The most worrisome result of such policies is how vulnerable these restrictions would make targeted groups, whose lifelines could literally be cut. If limited access were to be a precursor to physical harassment or state violence by compromising a group’s ability to send out alert signals, it would also strip victims of their ability to document the abuse or destruction afterward. Soon it may be possible to say that what happens in a digital vacuum, in effect, doesn’t happen.

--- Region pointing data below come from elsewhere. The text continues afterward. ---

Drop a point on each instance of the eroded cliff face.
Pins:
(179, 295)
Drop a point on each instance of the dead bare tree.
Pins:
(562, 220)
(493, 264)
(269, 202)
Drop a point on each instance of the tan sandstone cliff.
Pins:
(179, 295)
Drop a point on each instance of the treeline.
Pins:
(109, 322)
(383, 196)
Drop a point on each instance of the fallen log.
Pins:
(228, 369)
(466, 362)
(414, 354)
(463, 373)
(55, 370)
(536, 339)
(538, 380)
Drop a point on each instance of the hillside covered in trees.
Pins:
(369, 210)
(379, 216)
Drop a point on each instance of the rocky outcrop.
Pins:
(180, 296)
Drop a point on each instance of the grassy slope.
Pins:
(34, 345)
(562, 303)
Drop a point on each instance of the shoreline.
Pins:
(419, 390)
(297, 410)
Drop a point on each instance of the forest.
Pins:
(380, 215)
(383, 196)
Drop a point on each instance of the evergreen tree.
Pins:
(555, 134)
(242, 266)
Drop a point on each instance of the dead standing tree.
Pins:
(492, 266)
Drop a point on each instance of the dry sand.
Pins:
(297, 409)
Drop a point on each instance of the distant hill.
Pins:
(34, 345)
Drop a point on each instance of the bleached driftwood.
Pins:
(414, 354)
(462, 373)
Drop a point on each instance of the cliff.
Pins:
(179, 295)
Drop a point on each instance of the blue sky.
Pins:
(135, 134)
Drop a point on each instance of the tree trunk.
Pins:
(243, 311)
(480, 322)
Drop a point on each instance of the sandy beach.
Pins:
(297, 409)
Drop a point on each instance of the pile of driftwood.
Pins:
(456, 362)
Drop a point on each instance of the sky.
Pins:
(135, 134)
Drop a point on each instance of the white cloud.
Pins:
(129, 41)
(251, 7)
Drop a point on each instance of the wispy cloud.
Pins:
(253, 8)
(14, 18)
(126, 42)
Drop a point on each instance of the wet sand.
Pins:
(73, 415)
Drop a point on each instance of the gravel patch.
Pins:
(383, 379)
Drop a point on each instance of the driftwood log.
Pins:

In countries where governments are targeting minority or repressed groups in this way, an implicit or explicit arrangement between some citizens and states will emerge, whereby people trade information or obedience in exchange for better access. Where noticeable cooperation with the government is demonstrated, the state will grant those individuals faster connections, better devices, protection from online harassment or a broader range of accessible Internet sites. An artist and father of six living in Saudi Arabia’s Shiite minority community may have no desire to become an informant or sign a government pledge to stay out of political affairs, but if he calculates that that cooperation means a more reliable income for himself or better educational opportunities for his children, his resolve might well weaken. The strategy of co-opting potentially restive minority groups by playing to their incentives is as old as the modern state itself; this particular incarnation is merely suited for our digital age.
Neither of these tactics—erasing content and limiting access—is the purview of states alone. Technically capable groups and individuals can pursue virtual discrimination independently of the government. The world’s first virtual genocide might be carried out not by a government but by a band of fanatics. Earlier, we discussed how extremist organizations will venture into destructive online activities as they develop or acquire technological skills, and it follows that some of those activities will echo the harassment described above. This goes for lone-wolf zealots, too. It’s not hard to imagine that a rabidly anti-Muslim activist with strong technical skills might go after his local Muslim community’s websites, platforms and media outlets to harass them. This is the virtual equivalent of defacing their property, breaking into their businesses and shouting at them from street corners. If the perpetrator is exceptionally skilled, he will find ways to limit the Muslims’ access by targeting certain routers to shut them down, sending out jamming signals in their neighborhoods or building computer viruses that disable their connections.